Millennials can help themselves over the long term by avoiding several key errors. As a wealth advisor, and a millennial, here are the five most common money mistakes I’ve witnessed:
— Consider the Financial Consequences of Student Loans: Many people want to attend a prestigious university or earn a specific degree, but will this decision enable you to earn enough money to justify the expense? Too many people sign up for mounds of student debt without considering the financial magnitude of their monthly debt payments and the length of those payments versus their expected incomes. Anyone considering a second degree, a master's degree, or a doctorate should determine before borrowing money if the new degree will generate enough additional earnings to justify the expense.
— Postpone Saving: People with just a little money left over after paying their bills can fall into the trap of saying that they will start to save just as soon as they can. This thinking is dangerous because as we grow older, our lives often become more expensive. To get ahead financially, you don't need to live within your means; you need to live beneath your means. When you get a bonus, a raise, or a promotion, take advantage of the additional income and at least partially increase your savings – not just your lifestyle. Finding a way to save a little each month is really how to get ahead and make financial progress towards your goals.

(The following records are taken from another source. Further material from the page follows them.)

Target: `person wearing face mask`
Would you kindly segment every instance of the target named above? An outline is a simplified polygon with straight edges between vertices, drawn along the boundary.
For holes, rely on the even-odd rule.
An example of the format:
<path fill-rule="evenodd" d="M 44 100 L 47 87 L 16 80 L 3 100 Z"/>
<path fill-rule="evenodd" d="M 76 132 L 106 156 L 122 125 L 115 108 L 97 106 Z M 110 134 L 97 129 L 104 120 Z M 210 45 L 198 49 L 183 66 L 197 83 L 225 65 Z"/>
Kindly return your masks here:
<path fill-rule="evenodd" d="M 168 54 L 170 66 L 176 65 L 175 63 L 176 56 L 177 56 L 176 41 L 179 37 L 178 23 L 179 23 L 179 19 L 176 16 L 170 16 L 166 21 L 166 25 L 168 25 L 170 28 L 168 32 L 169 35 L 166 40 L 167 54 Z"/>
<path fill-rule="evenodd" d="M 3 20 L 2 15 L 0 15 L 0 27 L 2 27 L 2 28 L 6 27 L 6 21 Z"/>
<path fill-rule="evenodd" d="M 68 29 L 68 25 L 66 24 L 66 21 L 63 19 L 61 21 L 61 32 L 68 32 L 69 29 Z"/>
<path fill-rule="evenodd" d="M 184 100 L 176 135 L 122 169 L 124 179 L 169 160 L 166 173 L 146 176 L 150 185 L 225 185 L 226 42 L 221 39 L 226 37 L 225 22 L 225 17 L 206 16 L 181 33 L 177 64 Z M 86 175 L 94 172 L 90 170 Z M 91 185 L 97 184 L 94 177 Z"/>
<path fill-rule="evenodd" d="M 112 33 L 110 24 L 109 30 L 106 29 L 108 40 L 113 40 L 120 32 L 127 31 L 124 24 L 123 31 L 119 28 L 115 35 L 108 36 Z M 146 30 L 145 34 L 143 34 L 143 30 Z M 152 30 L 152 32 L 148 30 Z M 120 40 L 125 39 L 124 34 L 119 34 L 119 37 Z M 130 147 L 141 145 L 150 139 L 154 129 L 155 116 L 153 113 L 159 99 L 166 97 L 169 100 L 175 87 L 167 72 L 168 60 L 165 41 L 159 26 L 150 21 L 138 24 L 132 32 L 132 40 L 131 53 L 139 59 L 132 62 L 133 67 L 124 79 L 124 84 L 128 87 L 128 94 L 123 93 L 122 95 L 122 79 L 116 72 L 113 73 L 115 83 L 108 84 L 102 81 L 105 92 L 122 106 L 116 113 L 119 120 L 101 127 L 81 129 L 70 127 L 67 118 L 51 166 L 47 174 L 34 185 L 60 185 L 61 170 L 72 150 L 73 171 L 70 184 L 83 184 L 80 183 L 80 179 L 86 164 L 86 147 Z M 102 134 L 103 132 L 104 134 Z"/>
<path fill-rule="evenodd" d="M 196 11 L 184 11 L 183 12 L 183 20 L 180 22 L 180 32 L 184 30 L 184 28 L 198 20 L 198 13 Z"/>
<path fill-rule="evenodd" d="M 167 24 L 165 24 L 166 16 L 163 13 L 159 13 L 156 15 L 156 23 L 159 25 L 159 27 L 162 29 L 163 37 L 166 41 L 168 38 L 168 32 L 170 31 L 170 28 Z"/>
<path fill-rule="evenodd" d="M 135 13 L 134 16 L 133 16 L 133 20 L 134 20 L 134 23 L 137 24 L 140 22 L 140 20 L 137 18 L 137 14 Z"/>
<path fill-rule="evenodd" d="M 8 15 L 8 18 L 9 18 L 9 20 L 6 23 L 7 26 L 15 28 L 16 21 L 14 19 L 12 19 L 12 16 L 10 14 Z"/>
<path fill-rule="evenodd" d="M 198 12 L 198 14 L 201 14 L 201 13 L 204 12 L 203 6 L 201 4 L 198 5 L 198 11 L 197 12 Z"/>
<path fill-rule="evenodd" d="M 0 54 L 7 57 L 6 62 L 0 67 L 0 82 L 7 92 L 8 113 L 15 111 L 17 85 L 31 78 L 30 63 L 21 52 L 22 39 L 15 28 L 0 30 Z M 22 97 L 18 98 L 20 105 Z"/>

— Buying Too Much Car: Even after careful research and knowing how much you can afford, once you take a test drive it's easy to crave the better model with the premium wheels and entertainment package. But don't; only get the car you need. Additional money spent on a slightly nicer ride could be used to establish a rainy day fund or boost your savings for retirement. Plus, a car is a depreciating asset – the value drops as soon as you leave the dealership.
— Buying a House Too Soon: Buying a home before you can handle the financial responsibilities can quickly strain a person or couple's finances. The goal is to buy a house that meets your needs and helps build equity, not the dream house you can afford during peak earning years. For many first-time homeowners, the monthly mortgage payments and costs of maintenance, utilities, and real estate taxes can be overwhelming. As you are furnishing a house it's also important to go at a reasonable pace and decorate at an affordable pace. Buying a bunch of furniture or fancy accent items all at once can torpedo your cash or create recurring credit card debt. A new house doesn't have to be a finished product overnight.
— Children, but No Wills: Married couples should have a will, and those with children should definitely have one. A will helps make sure that your final wishes will be fulfilled and names the guardian of your children. Even though it is probably the last thing you want to think about between sleepless nights and sippy cups, it needs to be done.
Tom Presley is a Wealth Advisor for Brightworth, an Atlanta-based wealth management firm.